If you would like one more suggestion from me, here it is. Get on with your story and get it finished. Then put it away for a while ...months, if you can. When you go back to it with fresh eyes, you will find it easier to discard stuff that doesn't need to be there. You will also find your own attention dragging at the draggy bits, and you'll feel refreshed, not regretful, when you dump them. I cannot overemphasize how important this period of distance can be. If you try too hard to get it perfect, right after you've written it, you'll end up just tinkering with words. You need perspective, and you won't get it without distance. Sometimes huge swaths of prose need to go, but you won't see this till you've had a break. Once you get your story finished, the emphasis may change anyway. I'd say keep going and worry about 'fixing' this part of the story later.
Yes, thanks again. I finished it in Feb. Polished it in March. It has been left a little now. I was starting to plan my next when after missing the long list of the CWA, that I started the swap and got back into it. I will do a little more tinkering while we're swapping and then I'll leave it a little longer before I submit again. I understand what you're saying. Ta.

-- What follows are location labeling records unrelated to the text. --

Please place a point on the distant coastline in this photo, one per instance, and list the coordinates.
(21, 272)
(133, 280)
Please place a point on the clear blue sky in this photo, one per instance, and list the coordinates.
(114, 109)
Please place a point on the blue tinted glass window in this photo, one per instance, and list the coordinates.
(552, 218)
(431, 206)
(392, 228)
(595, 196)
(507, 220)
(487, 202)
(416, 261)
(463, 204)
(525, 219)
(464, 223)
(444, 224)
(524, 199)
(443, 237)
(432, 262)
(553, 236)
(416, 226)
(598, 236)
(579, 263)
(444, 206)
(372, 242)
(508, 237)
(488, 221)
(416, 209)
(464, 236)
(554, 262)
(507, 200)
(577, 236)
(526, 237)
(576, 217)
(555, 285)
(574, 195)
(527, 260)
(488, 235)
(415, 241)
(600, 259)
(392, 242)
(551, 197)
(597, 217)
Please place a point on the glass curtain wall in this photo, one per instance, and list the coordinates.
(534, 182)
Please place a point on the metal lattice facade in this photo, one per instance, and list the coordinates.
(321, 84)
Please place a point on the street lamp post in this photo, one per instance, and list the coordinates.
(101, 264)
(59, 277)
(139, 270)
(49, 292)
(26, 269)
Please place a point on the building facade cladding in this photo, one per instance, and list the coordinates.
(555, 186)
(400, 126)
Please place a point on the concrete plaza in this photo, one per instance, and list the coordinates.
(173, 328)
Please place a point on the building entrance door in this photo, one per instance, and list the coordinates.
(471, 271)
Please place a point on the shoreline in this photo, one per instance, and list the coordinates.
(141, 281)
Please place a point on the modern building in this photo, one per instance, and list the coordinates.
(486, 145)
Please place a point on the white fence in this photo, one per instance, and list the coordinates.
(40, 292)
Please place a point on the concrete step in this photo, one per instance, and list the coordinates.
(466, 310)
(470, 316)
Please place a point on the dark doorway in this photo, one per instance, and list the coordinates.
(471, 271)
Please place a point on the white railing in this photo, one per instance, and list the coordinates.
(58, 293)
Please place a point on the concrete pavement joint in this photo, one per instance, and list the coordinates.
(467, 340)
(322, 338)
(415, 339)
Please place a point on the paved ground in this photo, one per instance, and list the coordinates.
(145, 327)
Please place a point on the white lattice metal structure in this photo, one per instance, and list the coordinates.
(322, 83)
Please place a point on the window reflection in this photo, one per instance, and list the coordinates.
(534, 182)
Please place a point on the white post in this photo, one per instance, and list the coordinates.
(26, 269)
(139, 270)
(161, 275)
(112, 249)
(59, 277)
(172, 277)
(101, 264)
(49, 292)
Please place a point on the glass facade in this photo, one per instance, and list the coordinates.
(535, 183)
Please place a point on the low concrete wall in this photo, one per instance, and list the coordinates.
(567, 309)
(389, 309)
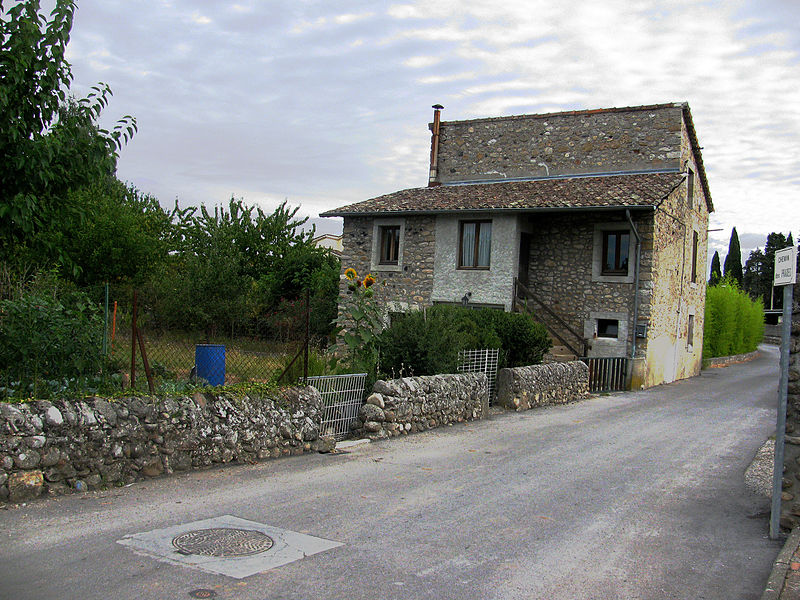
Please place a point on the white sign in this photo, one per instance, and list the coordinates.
(785, 266)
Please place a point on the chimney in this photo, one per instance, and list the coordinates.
(433, 176)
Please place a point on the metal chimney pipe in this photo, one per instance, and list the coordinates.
(433, 176)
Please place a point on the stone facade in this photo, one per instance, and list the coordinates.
(676, 301)
(522, 388)
(66, 445)
(561, 272)
(548, 231)
(560, 144)
(409, 285)
(492, 287)
(412, 404)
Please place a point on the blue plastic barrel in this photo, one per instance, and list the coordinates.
(210, 362)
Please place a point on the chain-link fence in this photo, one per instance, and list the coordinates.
(256, 349)
(100, 340)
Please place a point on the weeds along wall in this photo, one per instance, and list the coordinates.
(59, 446)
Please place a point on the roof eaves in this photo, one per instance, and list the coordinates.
(460, 211)
(571, 113)
(687, 113)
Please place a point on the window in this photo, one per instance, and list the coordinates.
(475, 245)
(615, 252)
(608, 328)
(389, 244)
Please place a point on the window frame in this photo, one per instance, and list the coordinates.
(385, 259)
(375, 244)
(608, 322)
(476, 245)
(619, 271)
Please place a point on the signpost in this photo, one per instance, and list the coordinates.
(786, 276)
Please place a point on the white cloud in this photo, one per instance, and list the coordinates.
(329, 104)
(200, 19)
(421, 62)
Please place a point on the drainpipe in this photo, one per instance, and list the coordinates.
(635, 282)
(434, 175)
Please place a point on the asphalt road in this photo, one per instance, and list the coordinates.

I understand you're grievance. For me I'm very likened to using dialogues to tell the story. It's for me a very out of body experience and you get unique opportunities to characterize people through their speech patterns. Which is something I highly value. But that comes from my background as a comic book lover. Having a story be told with little dialogue takes skill but isn't hard to do. It all comes down to pacing imo
Well @DeathandGrim, at the start of the thread I referred to people not having the patience to read a slow-burn story in this fast food world. While comic books were one of the inspirations for pop art - surely they are the epitome of fast food with respect to literature? I’ll confess to having not read a comic book for years, but aren’t they as much about the artwork as the dialogue? And in a book, the narrative replaces the artwork. So, I’m going to disagree with your assertion that a (good) story with little dialogue takes skill but isn’t hard to do. My story is an out of body experience, hopefully in reading as much as it was to write, in that it is getting into the mind of an obsessive and conceited character who hides his contempt for others. There is plenty of dialogue when the main detective is involved. I reveal the character of the detective and the dynamics between the two mainly through dialogue. Pacing does appear to be my problem – for some of the people who have read it. However, generally I would expect to be able to tell a story faster through narrative than dialogue – so I suggest that dialogue can be as heavy going as narrative. Having said that – I have added dialogue. Perhaps I had originally fallen into the 1st person trap of too much introspection.